Layer h1_W: 0.0327852861514% of the parameters.
Layer h1_b: 0.861126031571% of the parameters.
Layer h2_W: 1.22944823068% of the parameters.
Layer h2_b: 0.296092115555% of the parameters.
Layer h3_W: 1.18027030145% of the parameters.
Layer h3_b: 0.165292484347% of the parameters.
Layer h4_W: 2.3605406029% of the parameters.
Layer h4_b: 0.346294584974% of the parameters.
Layer h5_W: 2.3605406029% of the parameters.
Layer h5_b: 0.307362057669% of the parameters.
Layer h6_W: 89.5256880508% of the parameters.
Layer h6_b: 0.0109284287171% of the parameters.
Layer softmax_b: 0.00129134753396% of the parameters.
Layer softmax_W: 1.32233987477% of the parameters.

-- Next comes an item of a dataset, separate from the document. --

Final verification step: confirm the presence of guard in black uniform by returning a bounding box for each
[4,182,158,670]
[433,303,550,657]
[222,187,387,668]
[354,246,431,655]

So most of the parameters are in the weight matrix for layer 6? That's probably not a good idea.

Receptive Fields/Kernels

Looking at the Kernels we've learnt using the script provided by Pylearn2.


In [6]:
%env PYLEARN2_VIEWER_COMMAND=/afs/inf.ed.ac.uk/user/s08/s0805516/repos/neukrill-net-work/image_hack.sh


env: PYLEARN2_VIEWER_COMMAND=/afs/inf.ed.ac.uk/user/s08/s0805516/repos/neukrill-net-work/image_hack.sh

In [16]:
%run ~/repos/pylearn2/pylearn2/scripts/show_weights.py /disk/scratch/neuroglycerin/models/continue_rep8aug_allrotations_recent.pkl


making weights report
loading model
loading done
smallest enc weight magnitude: 8.39699077915e-06
mean enc weight magnitude: 0.0909020677209
max enc weight magnitude: 1.08618330956

In [17]:
from IPython.display import Image

In [18]:
def plot_recent_pylearn2():
    pl2plt = Image(filename="/afs/inf.ed.ac.uk/user/s08/s0805516/tmp/pylearnplot.png", width=500)
    return pl2plt
plot_recent_pylearn2()


Out[18]:

In [23]:
%run ~/repos/pylearn2/pylearn2/scripts/show_weights.py /disk/scratch/neuroglycerin/models/replicate_8aug.pkl


making weights report
loading model
loading done
smallest enc weight magnitude: 4.82278937852e-06
mean enc weight magnitude: 0.0964648425579
max enc weight magnitude: 1.09708678722

In [24]:
plot_recent_pylearn2()


Out[24]:

I think that's just the weights from the kernels in the first layer. The script is not specific about it though.